Th: Frag doch mal, wo seine Rache herkommt, seine Triumphsucht.
Kl: Woher kommt das? Warum brauchst du so etwas? Wo liegt bei dir die Ursa-che?
Es ist, er braucht solche Art, damit er selbst wachsen kann, damit er sich stark
fühlen kann. Das ist doch schizophren! (tiefes Atmen)
Th: Sag ihm mal, was Stärke deiner Meinung nach ist. Wie es richtig wäre.
Kl: Stärke entsteht dadurch, daß du deine Gefühle gibst, einfach
nur gibst. Das ist wahre Stärke! Weil, wenn du sie gibst, kommt alles von
allein zurück. (überrascht) Das stimmt nicht! Da ist Rene. Es kam
nicht von allein zurück.
Th: Ah ja, schau mal, was er meint oder wie er ausschaut.
Kl: Sie sind jetzt beide da. Und beide sagen, das stimmt nicht. - Sie soll sie
fragen, wie es ist. - Warum stimmt es nicht? Ich weiß, daß es in
der Natur ist. Das es stimmen muß. Wenn es nicht stimmt, dann habt IHR
ein Problem. - Die Klientin erkennt, daß Rene bedrückt reagiert.
Der Therapeut meint, daß sie damit dann wohl den Kern getroffen zu haben
scheint.
Kl: Da stehen jetzt hinter beiden ihre Mütter. Ich kenne ihre Mütter
gar nicht. Aber sie sind da. Viel größer als die beiden. Die beiden
schrumpfen. - Erschüt-tert stellt sie flüsternd fest, daß die
Mütter schlecht waren. Sie wird aufgefordert, es ihnen direkt zu sagen
und zu beobachten, wie die beiden reagieren. - Eure Mütter waren schlecht.
Karl, deine Mutter hat dich nicht beachtet. Und Rene, deine Mutter, sie war
... mannstoll ... (weint) ... und Alkoholikerin.
Th: Was läuft da gerade bei dir ab, du zitterst ganz doll.
Kl: Du verachtest die Frauen, du verachtest alle Frauen. Alle Frauen sind wie
deine Mutter! Und wenn du wirklich eine triffst, die nicht so ist, wie du glaubst,
dann zwingst du dich, an deine Mutter zu denken, wie sie im Bett liegt, besoffen,
mit einer qualmenden Zigarette, wie das Bett brennt, wie sie verbrennt und dann
noch 2 Jahre dahin vegetiert ... Oh Gott! - Die Klientin ist sehr verzweifelt.
Th: (fordernd) Atme dabei. Atme mehr, laß deinen Körper ruhig zittern.

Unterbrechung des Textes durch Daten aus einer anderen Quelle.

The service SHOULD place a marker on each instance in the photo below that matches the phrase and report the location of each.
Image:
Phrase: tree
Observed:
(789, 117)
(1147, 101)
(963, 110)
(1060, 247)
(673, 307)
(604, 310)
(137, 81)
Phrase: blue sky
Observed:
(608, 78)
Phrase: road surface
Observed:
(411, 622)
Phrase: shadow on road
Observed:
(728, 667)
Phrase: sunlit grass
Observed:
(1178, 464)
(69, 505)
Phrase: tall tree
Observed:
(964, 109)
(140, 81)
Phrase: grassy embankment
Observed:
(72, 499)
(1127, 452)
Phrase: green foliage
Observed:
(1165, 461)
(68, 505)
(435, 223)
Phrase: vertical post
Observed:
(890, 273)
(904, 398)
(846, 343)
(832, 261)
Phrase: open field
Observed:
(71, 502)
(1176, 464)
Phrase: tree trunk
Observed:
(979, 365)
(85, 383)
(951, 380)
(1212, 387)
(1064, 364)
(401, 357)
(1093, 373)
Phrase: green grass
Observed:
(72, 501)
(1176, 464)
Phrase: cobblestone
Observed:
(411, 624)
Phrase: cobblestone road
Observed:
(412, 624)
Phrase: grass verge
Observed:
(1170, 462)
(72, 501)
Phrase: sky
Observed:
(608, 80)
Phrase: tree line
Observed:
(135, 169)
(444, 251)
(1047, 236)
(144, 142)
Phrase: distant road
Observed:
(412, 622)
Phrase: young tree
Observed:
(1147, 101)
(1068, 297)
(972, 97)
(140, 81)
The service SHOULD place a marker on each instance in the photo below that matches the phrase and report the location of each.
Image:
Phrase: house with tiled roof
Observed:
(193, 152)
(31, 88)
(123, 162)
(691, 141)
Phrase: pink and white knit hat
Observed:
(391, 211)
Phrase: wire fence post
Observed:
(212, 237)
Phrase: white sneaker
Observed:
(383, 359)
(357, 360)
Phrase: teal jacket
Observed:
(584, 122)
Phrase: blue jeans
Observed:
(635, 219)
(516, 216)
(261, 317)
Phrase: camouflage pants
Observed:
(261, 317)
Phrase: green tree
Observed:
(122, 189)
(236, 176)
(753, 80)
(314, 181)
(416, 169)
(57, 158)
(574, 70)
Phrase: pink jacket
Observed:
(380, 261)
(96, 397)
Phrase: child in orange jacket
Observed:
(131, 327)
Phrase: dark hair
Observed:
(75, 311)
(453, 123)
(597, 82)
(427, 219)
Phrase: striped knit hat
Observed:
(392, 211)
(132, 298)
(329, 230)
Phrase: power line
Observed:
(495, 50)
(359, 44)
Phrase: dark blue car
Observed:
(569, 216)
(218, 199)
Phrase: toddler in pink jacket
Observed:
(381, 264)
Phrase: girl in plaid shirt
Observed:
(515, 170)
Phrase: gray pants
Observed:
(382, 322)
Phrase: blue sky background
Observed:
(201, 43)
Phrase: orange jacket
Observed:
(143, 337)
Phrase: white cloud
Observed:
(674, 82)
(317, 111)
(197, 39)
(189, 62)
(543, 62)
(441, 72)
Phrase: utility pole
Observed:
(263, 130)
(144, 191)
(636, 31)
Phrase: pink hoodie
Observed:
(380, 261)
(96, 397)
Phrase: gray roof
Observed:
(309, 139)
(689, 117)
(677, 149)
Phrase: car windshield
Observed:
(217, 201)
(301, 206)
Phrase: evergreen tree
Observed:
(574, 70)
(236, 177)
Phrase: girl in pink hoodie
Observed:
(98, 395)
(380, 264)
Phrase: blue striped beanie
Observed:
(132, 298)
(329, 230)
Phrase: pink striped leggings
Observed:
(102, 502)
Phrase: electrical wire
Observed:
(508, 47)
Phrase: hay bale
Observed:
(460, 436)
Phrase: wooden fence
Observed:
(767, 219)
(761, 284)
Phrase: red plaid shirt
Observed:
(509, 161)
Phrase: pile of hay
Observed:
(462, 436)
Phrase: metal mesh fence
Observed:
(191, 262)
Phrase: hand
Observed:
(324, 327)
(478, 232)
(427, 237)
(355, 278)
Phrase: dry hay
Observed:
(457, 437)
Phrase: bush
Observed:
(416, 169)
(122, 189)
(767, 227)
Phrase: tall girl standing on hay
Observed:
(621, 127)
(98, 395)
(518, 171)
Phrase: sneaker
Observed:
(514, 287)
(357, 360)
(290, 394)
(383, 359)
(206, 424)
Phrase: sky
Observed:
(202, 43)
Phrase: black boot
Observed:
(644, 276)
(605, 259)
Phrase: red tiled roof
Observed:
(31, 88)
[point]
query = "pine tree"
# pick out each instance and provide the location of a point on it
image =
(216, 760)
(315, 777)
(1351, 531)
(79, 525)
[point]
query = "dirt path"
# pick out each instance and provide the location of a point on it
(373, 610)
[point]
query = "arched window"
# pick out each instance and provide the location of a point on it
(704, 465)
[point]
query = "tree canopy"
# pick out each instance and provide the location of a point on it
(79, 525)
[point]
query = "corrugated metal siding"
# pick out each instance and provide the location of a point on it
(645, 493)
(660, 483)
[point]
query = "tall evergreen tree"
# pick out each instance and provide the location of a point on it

Das ist gut, da will was raus, was dich betroffen gemacht hat.
Kl: Oh Rene, du kannst nicht aus deiner Haut. Du steckst viel zu sehr darin.
- Sie soll ihm ihre Betroffenheit zeigen. - Siehst du, was du ausgelöst
hast? Diese Schmerzen. Du hast sie gesehen, 4 Jah-re lang, 4 lange Jahre lang,
bis ich mich wieder im Griff hatte ... und gestorben bin, ... gestorben!...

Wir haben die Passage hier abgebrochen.